FORT MEADE, Md. (AP) -- The government will accept an Army private's guilty plea to a lesser version of one of the 22 counts he faces for sending more than 700,000 classified U.S. documents to the anti-secrecy website WikiLeaks, a military prosecutor said during a pretrial hearing Tuesday.
But prosecutors still will try to convict Pfc. Bradley Manning at his trial next month of other serious offenses, including aiding the enemy, which carries a maximum life sentence.
Army Maj. Ashden Fein told the military judge, Col. Denise Lind, that prosecutors had changed their minds about trying to convict Manning of violating the federal Computer Fraud and Abuse Act in connection with the release of a State Department cable known as Reykjavik-13. WilkiLeaks posted the cable in early 2010 about a meeting in Reykjavik, Iceland, summarizing U.S. Embassy discussions with Icelandic officials about the country's financial troubles.

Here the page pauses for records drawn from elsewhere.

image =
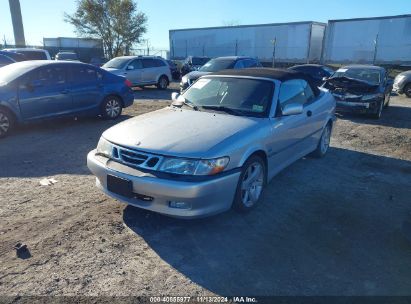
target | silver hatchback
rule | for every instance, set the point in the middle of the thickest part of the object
(141, 70)
(217, 145)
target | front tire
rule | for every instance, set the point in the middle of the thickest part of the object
(111, 108)
(378, 114)
(162, 83)
(324, 143)
(252, 181)
(6, 122)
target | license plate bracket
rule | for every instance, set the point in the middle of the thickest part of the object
(120, 186)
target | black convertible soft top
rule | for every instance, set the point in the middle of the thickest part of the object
(277, 74)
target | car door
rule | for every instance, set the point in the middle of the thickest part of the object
(134, 72)
(43, 93)
(85, 86)
(290, 138)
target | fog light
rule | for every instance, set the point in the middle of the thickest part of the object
(179, 205)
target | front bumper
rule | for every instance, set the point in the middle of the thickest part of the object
(203, 197)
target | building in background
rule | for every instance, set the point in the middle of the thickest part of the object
(296, 42)
(379, 40)
(85, 48)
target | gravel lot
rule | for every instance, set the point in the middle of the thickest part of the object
(325, 227)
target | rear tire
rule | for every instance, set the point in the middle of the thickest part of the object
(162, 83)
(111, 107)
(324, 142)
(251, 184)
(7, 122)
(407, 90)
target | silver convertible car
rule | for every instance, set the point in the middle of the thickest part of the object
(217, 144)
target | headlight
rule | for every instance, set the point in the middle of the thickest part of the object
(372, 96)
(194, 167)
(104, 147)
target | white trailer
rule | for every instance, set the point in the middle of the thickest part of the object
(380, 40)
(297, 42)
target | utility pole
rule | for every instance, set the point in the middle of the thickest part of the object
(375, 50)
(17, 21)
(274, 43)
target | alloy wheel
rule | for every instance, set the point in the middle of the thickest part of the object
(252, 184)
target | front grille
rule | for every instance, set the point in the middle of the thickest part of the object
(136, 159)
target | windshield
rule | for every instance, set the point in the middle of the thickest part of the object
(368, 75)
(10, 72)
(199, 60)
(247, 97)
(67, 56)
(216, 65)
(117, 63)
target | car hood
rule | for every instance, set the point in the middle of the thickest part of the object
(179, 132)
(196, 74)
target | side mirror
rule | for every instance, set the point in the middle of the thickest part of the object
(177, 99)
(292, 109)
(34, 84)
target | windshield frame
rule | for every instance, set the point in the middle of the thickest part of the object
(338, 74)
(265, 114)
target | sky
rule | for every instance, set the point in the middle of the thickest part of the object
(45, 18)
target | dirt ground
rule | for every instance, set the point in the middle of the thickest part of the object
(325, 227)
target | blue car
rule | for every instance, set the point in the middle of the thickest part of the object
(38, 90)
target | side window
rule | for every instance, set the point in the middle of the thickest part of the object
(48, 76)
(239, 65)
(149, 63)
(292, 92)
(159, 63)
(250, 63)
(5, 60)
(83, 75)
(136, 64)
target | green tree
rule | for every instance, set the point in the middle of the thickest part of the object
(117, 23)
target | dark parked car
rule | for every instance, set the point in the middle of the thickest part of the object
(5, 60)
(175, 73)
(216, 65)
(317, 72)
(193, 64)
(361, 88)
(402, 83)
(37, 90)
(66, 56)
(97, 61)
(13, 55)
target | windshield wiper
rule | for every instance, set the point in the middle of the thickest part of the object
(224, 109)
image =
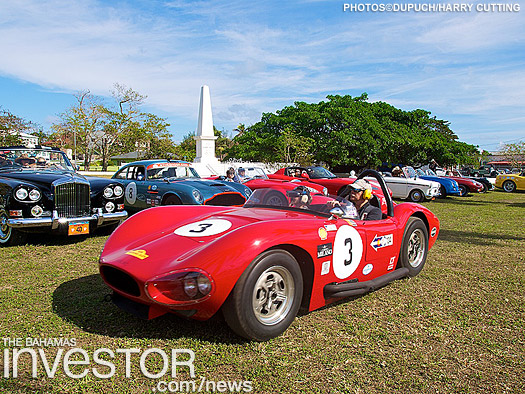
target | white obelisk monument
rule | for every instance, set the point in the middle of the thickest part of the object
(206, 161)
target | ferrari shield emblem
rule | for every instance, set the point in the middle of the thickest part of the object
(139, 254)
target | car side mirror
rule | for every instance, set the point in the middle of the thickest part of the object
(337, 212)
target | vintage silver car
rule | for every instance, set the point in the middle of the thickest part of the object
(40, 191)
(408, 186)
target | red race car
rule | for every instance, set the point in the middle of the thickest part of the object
(256, 178)
(323, 177)
(259, 264)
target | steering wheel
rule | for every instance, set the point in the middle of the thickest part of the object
(384, 188)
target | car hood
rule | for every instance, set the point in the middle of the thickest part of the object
(411, 181)
(443, 181)
(211, 185)
(150, 250)
(43, 178)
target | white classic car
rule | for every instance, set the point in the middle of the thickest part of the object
(408, 186)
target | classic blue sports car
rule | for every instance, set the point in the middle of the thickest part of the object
(151, 183)
(449, 187)
(41, 192)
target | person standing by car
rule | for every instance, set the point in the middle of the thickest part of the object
(360, 195)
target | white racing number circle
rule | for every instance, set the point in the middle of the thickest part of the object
(131, 193)
(204, 228)
(348, 250)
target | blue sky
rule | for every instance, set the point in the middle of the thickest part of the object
(464, 67)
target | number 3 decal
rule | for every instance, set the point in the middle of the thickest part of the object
(204, 228)
(131, 193)
(348, 250)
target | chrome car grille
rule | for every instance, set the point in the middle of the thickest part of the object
(72, 200)
(227, 199)
(120, 280)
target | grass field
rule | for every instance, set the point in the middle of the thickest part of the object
(459, 327)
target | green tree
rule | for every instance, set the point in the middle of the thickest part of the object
(11, 126)
(104, 131)
(80, 125)
(350, 131)
(515, 153)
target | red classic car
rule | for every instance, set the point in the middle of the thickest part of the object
(467, 185)
(259, 264)
(323, 177)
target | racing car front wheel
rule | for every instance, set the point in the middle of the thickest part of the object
(9, 236)
(414, 247)
(266, 298)
(509, 186)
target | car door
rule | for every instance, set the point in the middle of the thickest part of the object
(133, 178)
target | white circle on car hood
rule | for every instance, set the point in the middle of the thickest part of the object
(204, 228)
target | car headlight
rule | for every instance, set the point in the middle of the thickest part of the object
(118, 190)
(108, 192)
(184, 287)
(34, 195)
(21, 193)
(197, 196)
(37, 211)
(110, 206)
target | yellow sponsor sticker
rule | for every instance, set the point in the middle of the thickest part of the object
(138, 253)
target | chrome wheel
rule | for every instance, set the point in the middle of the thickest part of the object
(416, 196)
(273, 295)
(509, 186)
(416, 248)
(5, 230)
(276, 199)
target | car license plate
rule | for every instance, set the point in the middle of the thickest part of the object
(78, 228)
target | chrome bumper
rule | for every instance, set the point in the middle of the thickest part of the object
(54, 221)
(432, 193)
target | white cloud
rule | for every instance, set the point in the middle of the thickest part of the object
(456, 65)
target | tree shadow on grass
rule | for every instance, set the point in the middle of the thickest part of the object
(84, 302)
(475, 237)
(47, 239)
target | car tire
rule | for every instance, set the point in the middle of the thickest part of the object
(266, 298)
(274, 198)
(414, 247)
(442, 192)
(509, 186)
(416, 195)
(172, 200)
(107, 230)
(8, 235)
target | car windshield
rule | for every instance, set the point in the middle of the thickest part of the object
(297, 200)
(254, 173)
(28, 159)
(410, 172)
(171, 170)
(319, 172)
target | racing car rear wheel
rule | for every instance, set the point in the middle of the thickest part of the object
(463, 190)
(172, 200)
(442, 192)
(509, 186)
(266, 298)
(275, 198)
(9, 235)
(416, 196)
(414, 247)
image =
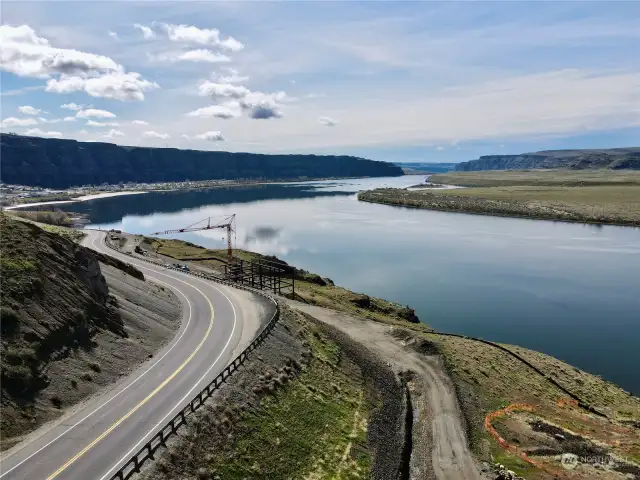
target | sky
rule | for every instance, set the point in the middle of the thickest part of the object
(387, 80)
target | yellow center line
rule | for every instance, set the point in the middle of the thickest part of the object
(146, 399)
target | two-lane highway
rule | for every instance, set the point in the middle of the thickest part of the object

Manning has acknowledged sending the cable to WikiLeaks after he found it on a secure government computer network while working as an intelligence analyst in Iraq. According to his courtroom confession on Feb. 28, Manning believed the cable indicated the United States was refusing to help the Icelandic government "due to the lack of long-term geopolitical benefit."
The cable was the basis for a charge alleging violation of a federal law, which is punishable by up to 10 years in prison. Manning pleaded guilty in February to lesser versions of that and other offenses, acknowledging violations of military law that, in total, carry maximum prison term of 20 years. Prosecutors said in March they would continue to seek conviction for the more serious offenses.
Fein did not give a reason for the change.
Manning's trial is scheduled to begin June 3.